As Elastic explains, “Elasticsearch is a distributed, RESTful search and analytics engine” that “centrally stores your data.” Unlike MongoDB instances, which offer no form of security by default, Elasticsearch installations bind to localhost by default, thus keeping them away from unauthorized access.
With an increasing number of unsecured, Internet-accessible instances popping up, and with all of them being potential targets for ransom attacks, owners should consider securing them as soon as possible. Elastic has already published a blog post to signal the risk of leaving servers exposed to the Internet and to provide instructions on how to secure them.
While running Elasticsearch on an isolated non-routable network is ideal, the company admits that there are instances where the cluster has to be accessible over the Internet. In such cases, Elastic says, admins should restrict access to the cluster via firewall, VPN, reverse proxy, or other technology. Customers using Elastic Cloud aren’t affected, the company says.

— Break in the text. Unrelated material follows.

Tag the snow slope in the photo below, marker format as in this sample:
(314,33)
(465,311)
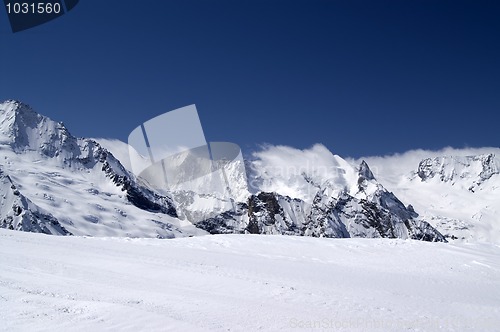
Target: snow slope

Itamar Syn-Hershko, Elastic consulting partner, also provides details on what can be done to secure clusters. What’s more, he explains why some of the actions that admins take, or settings they go for, aren’t always a good idea from a security point of view.
“Whatever you do, never expose your cluster nodes to the web,” he says. “Your cluster should never-ever be exposed to the public web,” he continues.
While only insecure MongoDB and Elasticsearch installations appear to have been targeted so far, it might not be too long before other types of databases start being attacked as well. As BinaryEdge found a while ago, over 1 petabytes of data is exposed online due to misconfigured Redis (REmote DIctionary Server), MongoDB, Memcached, and Elasticsearch installations.